Recurrence transfinie

Recurrence transfinie

Récurrence transfinie


La récurrence transfinie, appelée aussi sous l'influence anglaise induction transfinie, permet de construire des objets et de démontrer des théorèmes sur des ensembles infinis.

Elle généralise la récurrence ordinaire sur N en considérant des familles indexées par un ordinal infini quelconque au lieu de se borner au plus petit qu'est N, appelé ω en tant que nombre ordinal.

Une fois compris ce qu'est un ordinal, on dispose là d'un outil très commode, que l'on peut utiliser conjointement avec l'axiome du choix à la place du lemme de Zorn, pour faire des constructions conformes à l'intuition et où l'on dispose de renseignements précis pour une étude approfondie.

Sommaire

Notions préliminaires

Comme nous parlerons beaucoup des ordinaux dans cet article il peut être pertinent de rappeler que :

Les ordinaux sont des sortes de nombres. C’est-à-dire que le début de la classe des ordinaux (ceux plus petits que ω) peut être identifié à l'ensemble \N des nombres naturels, et que les relations donnant à \N sa structure (successeur, somme, produit ...?) peuvent être étendues à cet ensemble des ordinaux.

Domaine d'application

La récurrence transfinie s'applique à des ensembles ou des classes munis d'une relation de bon ordre.

  • Comme tout ensemble muni d'une relation de bon ordre est isomorphe (pour l'ordre) à un et un seul ordinal (où la relation de bonne ordre est la relation d'appartenance), nous étudierons essentiellement la récurrence infinie sur les seuls ordinaux. Les résultats étant transposables par isomorphisme.
  • L'extension de la méthode à tout ensemble est possible via l'utilisation du théorème de Zermelo, équivalent (modulo ZF) à l'axiome du choix, et qui affirme que tout ensemble peut être muni d'une relation de bon ordre.

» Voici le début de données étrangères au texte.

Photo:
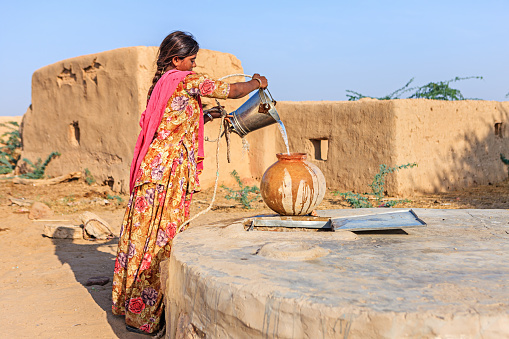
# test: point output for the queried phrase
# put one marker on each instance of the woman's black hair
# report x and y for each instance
(177, 44)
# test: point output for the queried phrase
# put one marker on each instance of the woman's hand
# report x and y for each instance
(212, 113)
(262, 82)
(241, 89)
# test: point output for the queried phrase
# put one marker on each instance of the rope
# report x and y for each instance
(235, 75)
(223, 116)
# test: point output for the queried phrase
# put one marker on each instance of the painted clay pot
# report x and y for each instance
(292, 185)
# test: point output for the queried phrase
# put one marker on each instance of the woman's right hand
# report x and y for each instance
(263, 83)
(241, 89)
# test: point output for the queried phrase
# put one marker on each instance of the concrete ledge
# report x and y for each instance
(448, 279)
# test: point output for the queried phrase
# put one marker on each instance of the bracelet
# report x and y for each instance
(259, 86)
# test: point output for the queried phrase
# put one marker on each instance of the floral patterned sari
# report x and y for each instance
(159, 204)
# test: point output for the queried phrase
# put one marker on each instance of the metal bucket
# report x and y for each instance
(257, 112)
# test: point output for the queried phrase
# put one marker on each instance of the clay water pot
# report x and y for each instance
(292, 185)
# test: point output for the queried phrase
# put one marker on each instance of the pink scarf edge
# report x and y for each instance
(151, 119)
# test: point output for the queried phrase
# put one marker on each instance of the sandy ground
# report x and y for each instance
(42, 285)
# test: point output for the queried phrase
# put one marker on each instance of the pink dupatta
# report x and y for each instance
(151, 119)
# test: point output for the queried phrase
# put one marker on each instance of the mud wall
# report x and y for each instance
(88, 108)
(455, 144)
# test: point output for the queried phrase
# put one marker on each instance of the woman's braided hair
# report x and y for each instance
(177, 44)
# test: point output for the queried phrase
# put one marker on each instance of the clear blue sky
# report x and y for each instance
(309, 50)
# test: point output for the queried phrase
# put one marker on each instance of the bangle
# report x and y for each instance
(260, 85)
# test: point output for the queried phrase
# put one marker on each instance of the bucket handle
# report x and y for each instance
(264, 105)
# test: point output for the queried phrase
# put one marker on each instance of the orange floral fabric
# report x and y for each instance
(159, 204)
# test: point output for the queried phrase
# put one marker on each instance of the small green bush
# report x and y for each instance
(357, 200)
(115, 197)
(433, 90)
(242, 194)
(39, 167)
(9, 154)
(89, 178)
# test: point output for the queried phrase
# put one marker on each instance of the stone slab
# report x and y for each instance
(449, 279)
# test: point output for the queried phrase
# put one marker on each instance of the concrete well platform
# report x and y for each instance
(447, 280)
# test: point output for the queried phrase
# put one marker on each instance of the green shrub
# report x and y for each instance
(242, 194)
(39, 167)
(357, 200)
(9, 154)
(89, 178)
(433, 90)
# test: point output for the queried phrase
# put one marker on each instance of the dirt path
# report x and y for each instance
(42, 285)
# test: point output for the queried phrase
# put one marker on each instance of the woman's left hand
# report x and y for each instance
(214, 112)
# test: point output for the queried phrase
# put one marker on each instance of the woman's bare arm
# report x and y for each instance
(241, 89)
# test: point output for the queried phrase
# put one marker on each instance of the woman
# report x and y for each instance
(164, 175)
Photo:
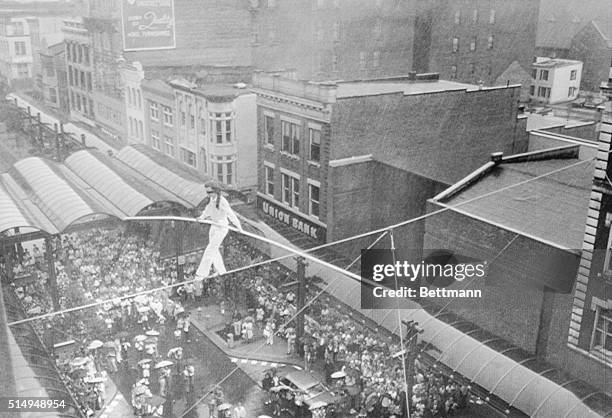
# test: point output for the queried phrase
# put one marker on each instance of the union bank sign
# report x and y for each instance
(289, 218)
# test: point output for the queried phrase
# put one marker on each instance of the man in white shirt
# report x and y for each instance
(219, 211)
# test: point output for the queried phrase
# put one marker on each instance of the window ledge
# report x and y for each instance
(292, 156)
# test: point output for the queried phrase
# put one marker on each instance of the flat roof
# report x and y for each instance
(555, 63)
(552, 208)
(372, 88)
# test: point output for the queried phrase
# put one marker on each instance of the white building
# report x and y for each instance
(555, 80)
(132, 76)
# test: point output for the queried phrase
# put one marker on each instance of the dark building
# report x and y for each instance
(334, 39)
(337, 159)
(590, 329)
(474, 40)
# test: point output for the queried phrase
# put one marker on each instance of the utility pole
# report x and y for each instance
(301, 298)
(51, 271)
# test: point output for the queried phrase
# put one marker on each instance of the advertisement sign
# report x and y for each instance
(148, 25)
(296, 222)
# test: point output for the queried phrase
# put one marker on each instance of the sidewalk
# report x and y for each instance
(210, 321)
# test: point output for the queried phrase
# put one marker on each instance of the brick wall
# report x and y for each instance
(442, 136)
(513, 31)
(513, 288)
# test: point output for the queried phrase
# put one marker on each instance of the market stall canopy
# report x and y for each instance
(43, 195)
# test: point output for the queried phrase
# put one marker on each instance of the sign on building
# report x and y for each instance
(148, 25)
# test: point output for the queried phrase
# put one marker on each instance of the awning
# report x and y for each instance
(46, 196)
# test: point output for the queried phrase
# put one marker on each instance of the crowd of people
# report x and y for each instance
(105, 264)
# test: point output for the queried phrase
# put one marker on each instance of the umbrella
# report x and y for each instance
(95, 344)
(94, 380)
(317, 405)
(223, 407)
(144, 361)
(78, 361)
(163, 363)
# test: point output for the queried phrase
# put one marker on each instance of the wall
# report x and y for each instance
(595, 53)
(516, 275)
(246, 137)
(514, 31)
(442, 136)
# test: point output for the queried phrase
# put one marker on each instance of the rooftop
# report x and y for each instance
(552, 208)
(554, 62)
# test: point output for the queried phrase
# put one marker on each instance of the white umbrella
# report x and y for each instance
(163, 363)
(338, 375)
(95, 344)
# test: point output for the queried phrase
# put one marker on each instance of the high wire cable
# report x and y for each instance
(302, 252)
(281, 328)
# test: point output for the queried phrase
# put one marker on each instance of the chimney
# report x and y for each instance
(496, 157)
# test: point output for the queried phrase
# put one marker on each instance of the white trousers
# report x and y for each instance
(212, 255)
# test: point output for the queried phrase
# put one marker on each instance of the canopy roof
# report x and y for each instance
(50, 197)
(534, 387)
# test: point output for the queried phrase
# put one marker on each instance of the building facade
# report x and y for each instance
(80, 68)
(320, 145)
(16, 56)
(476, 40)
(132, 76)
(590, 328)
(54, 78)
(334, 39)
(555, 80)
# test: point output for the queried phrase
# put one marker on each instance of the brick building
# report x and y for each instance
(211, 128)
(590, 325)
(334, 39)
(53, 78)
(337, 159)
(474, 40)
(524, 215)
(79, 66)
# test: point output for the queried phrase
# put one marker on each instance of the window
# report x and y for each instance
(336, 31)
(269, 130)
(168, 117)
(313, 196)
(20, 48)
(188, 157)
(291, 137)
(154, 111)
(601, 339)
(315, 145)
(376, 59)
(269, 171)
(291, 190)
(169, 146)
(155, 143)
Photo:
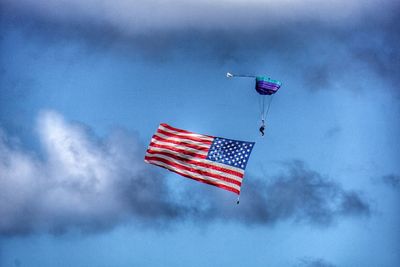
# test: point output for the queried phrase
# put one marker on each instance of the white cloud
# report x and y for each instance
(77, 183)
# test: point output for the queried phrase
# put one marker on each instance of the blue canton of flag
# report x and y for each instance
(234, 153)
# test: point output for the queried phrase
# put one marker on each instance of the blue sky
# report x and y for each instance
(84, 85)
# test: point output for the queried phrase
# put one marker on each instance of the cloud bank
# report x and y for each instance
(93, 184)
(326, 43)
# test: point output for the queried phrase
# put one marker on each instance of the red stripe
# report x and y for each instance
(201, 164)
(207, 142)
(183, 131)
(182, 151)
(178, 166)
(200, 148)
(234, 190)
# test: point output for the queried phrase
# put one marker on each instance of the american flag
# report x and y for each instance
(212, 160)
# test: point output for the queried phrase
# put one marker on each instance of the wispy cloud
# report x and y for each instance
(93, 184)
(392, 180)
(324, 44)
(314, 262)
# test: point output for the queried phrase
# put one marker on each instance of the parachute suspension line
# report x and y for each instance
(269, 104)
(264, 113)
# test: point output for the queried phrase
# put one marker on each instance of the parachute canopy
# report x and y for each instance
(267, 86)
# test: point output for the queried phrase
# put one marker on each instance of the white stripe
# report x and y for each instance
(221, 165)
(198, 176)
(206, 138)
(197, 143)
(192, 150)
(221, 173)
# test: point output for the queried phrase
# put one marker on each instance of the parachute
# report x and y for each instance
(265, 87)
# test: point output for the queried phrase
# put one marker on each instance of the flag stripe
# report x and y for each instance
(184, 134)
(194, 169)
(184, 137)
(200, 162)
(177, 141)
(227, 186)
(180, 149)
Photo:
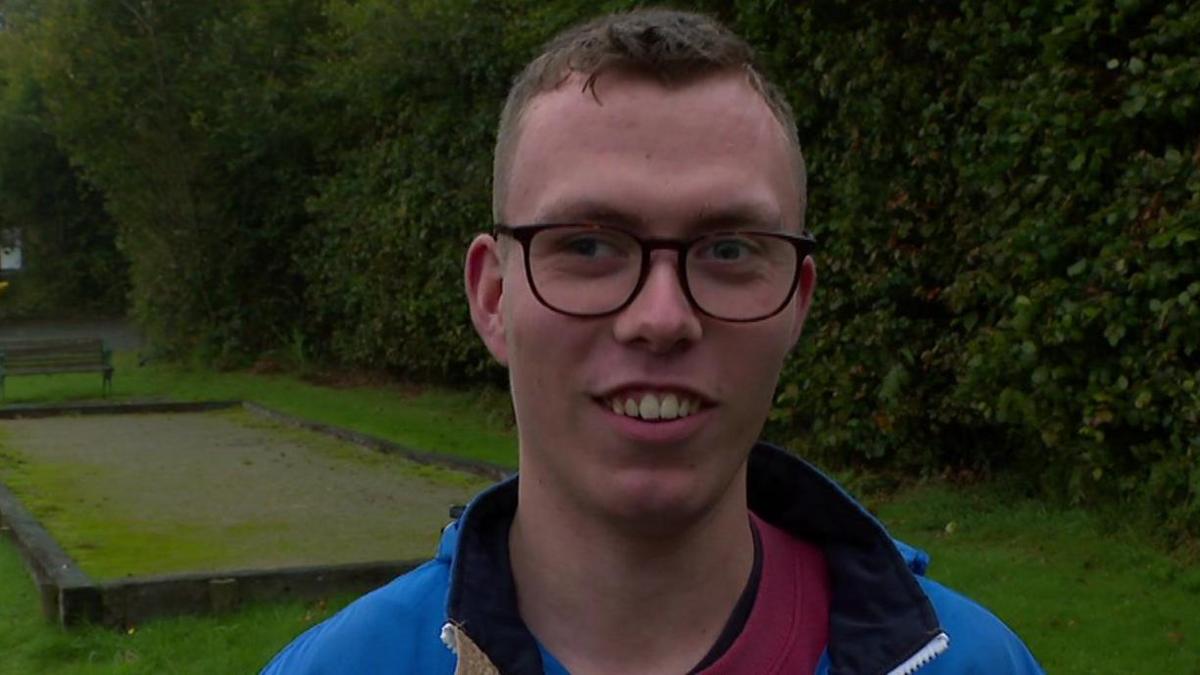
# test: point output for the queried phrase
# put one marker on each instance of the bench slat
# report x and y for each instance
(53, 357)
(54, 370)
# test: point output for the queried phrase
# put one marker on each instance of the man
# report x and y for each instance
(648, 275)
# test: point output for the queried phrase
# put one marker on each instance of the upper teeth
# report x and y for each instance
(654, 406)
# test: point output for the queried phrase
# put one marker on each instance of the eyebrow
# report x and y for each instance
(708, 217)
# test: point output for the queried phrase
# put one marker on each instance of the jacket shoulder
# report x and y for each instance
(979, 640)
(395, 628)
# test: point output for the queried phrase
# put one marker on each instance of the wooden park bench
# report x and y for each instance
(52, 357)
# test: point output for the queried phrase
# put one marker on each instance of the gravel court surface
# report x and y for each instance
(157, 494)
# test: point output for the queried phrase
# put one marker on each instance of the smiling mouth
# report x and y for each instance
(653, 406)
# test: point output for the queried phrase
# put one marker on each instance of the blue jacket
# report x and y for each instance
(886, 617)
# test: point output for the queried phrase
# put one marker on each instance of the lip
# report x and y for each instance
(629, 388)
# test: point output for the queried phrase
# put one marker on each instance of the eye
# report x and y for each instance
(589, 246)
(727, 249)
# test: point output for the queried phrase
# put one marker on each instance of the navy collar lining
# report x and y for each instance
(877, 616)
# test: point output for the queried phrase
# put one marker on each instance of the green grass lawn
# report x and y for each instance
(1089, 595)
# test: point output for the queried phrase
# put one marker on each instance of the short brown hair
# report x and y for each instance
(676, 47)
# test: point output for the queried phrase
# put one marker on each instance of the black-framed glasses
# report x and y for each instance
(592, 270)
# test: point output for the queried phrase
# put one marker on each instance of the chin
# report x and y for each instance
(658, 501)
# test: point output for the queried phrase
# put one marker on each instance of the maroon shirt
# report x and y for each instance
(789, 626)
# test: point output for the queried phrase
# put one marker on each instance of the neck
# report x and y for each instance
(604, 597)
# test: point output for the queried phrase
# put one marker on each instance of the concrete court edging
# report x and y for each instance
(70, 597)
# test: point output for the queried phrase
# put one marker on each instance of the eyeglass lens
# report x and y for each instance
(589, 270)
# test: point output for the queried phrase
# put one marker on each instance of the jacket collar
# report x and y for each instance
(879, 615)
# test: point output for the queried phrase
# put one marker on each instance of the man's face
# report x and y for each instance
(661, 163)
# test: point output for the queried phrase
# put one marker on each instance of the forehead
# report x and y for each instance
(652, 151)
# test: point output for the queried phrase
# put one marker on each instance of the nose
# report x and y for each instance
(660, 317)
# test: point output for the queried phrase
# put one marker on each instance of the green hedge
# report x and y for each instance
(1006, 196)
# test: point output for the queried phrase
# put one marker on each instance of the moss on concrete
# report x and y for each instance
(139, 495)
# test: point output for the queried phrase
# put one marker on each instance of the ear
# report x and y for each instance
(804, 296)
(485, 288)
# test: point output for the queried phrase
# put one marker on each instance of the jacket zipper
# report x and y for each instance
(927, 653)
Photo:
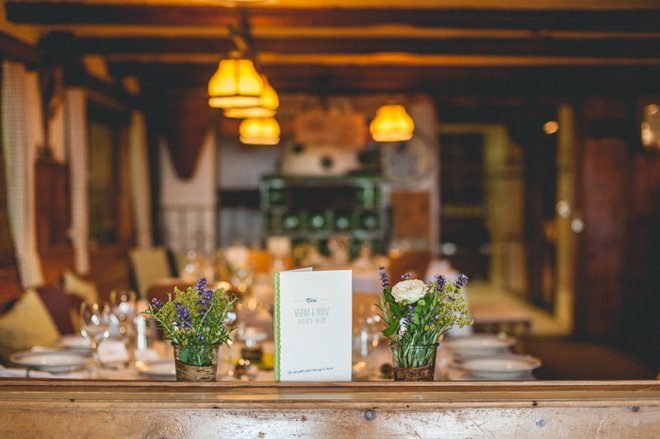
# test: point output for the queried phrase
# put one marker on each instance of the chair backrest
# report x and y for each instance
(149, 266)
(415, 262)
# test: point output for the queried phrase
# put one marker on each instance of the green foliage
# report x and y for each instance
(408, 326)
(196, 320)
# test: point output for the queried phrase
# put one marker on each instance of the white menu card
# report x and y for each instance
(312, 325)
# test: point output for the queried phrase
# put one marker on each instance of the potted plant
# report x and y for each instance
(196, 321)
(416, 315)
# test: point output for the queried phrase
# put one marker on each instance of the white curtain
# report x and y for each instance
(75, 114)
(20, 151)
(139, 170)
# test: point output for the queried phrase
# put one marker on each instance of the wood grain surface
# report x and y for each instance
(34, 408)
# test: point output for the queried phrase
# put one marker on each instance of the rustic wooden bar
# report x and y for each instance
(62, 408)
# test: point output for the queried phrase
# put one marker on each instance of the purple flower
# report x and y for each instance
(441, 281)
(461, 281)
(384, 279)
(156, 304)
(204, 300)
(201, 285)
(184, 316)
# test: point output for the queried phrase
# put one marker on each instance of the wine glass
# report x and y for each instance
(123, 305)
(95, 325)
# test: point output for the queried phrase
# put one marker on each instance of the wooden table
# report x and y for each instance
(329, 410)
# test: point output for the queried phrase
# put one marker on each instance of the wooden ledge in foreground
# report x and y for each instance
(54, 408)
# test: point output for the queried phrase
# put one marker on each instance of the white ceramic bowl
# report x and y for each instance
(506, 367)
(158, 370)
(479, 345)
(56, 362)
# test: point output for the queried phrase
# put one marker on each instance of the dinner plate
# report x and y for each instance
(505, 367)
(479, 345)
(160, 369)
(57, 361)
(75, 342)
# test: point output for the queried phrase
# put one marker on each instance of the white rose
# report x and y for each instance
(409, 290)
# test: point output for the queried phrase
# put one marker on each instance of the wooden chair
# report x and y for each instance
(149, 266)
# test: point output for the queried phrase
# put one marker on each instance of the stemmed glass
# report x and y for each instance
(123, 306)
(123, 310)
(95, 326)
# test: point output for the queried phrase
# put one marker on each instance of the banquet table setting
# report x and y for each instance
(119, 343)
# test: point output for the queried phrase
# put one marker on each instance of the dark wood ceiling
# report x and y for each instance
(361, 50)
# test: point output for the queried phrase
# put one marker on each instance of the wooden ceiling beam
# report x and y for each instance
(51, 13)
(561, 81)
(632, 48)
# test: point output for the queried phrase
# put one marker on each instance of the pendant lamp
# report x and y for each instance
(259, 131)
(392, 123)
(236, 84)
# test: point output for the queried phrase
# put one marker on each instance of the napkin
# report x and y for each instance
(112, 351)
(23, 373)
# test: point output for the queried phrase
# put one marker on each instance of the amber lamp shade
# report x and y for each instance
(236, 84)
(268, 105)
(392, 124)
(259, 131)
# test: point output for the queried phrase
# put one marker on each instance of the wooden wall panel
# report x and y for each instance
(605, 191)
(642, 276)
(52, 204)
(110, 268)
(411, 215)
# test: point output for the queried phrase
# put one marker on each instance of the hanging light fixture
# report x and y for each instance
(259, 131)
(392, 124)
(269, 103)
(236, 84)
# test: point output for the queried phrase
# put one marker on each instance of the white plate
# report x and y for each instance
(479, 345)
(161, 369)
(57, 362)
(505, 367)
(76, 342)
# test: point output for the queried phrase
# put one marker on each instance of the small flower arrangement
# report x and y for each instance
(417, 314)
(195, 320)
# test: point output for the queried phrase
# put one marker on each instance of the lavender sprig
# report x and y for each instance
(384, 279)
(461, 281)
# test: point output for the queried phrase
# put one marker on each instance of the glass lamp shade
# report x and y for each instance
(268, 105)
(392, 124)
(236, 84)
(259, 131)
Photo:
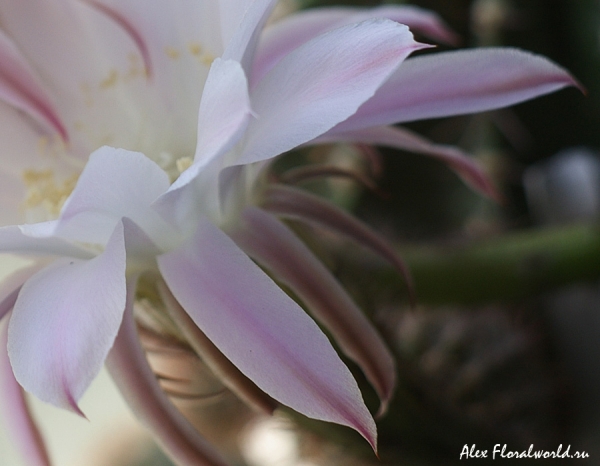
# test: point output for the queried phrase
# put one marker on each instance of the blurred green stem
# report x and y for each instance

Par exemple il faut l'axiome du choix pour affirmer que R, l'ensemble des réels, est bien ordonnable.

Démonstration par récurrence transfinie

  • L'objectif est de démontrer qu'une certaine propriété vaut pour tout objet d'un domaine considéré.
  • En arithmétique on dispose d'un schéma d'axiomes permettant de le faire sur l'ensemble des entiers, voir raisonnement par récurrence.
  • En théorie des ensembles c'est un théorème applicable à toute classe bien ordonnée, ce que sont en particulier les ensembles que sont les ordinaux.

Sur une classe

Une classe est un rassemblement d'ensembles qui ne peut sans contradiction être considérée comme un ensemble, comme la classe V de tous les ensembles. Voir classe

Sur une classe bien ordonnée

Sur la classe des ordinaux

Soit F(x) une formule avec pour seule variable libre x, on a alors :

  • Théorème : ∀ α { On(α) ⇒ [ ∀ β ( β ∈ α ⇒ F(β) ) ⇒ F(α) ] } ⇒ ∀ γ { On(γ) ⇒ F(γ) }(théorème *)

où On(α) signifie α est un ordinal.

  • La démonstration se fait de la manière suivante :

Supposons que : ∀ α { On(α) ⇒ [ ∀ β ( β ∈ α ⇒ F(β) ) ⇒ F(α) ] } (prop. 1)

S'il existait un ordinal α tel qu'on ait pas F(α) alors il en existerait un plus petit (la classe des ordinaux est elle même bien ordonnée par la relation d'appartenance)[1], soit α0 cet ordinal.

Car c'est le plus petit pour tout ordinal β ( β ∈ α0 ⇒ F(β) ) est vrai (car F(β) est vrai ou α0 = l'ensemble vide et (β ∈ α0) est faux). Et donc par l'hypothèse (prop.1) F(α0) est vrai aussi.

Contradiction.

Via en supposant (prop.1) l'hypothèse qu'il existe un ordinal α tel qu'on ait pas F(α) est fausse.

Donc de (prop.1.) découle que pour tout ordinal γ, F(γ). Ce qui est ce qu'il fallait démontrer.

Sur un ensemble

On peut voir un ensemble comme une classe qui appartient à une autre classe.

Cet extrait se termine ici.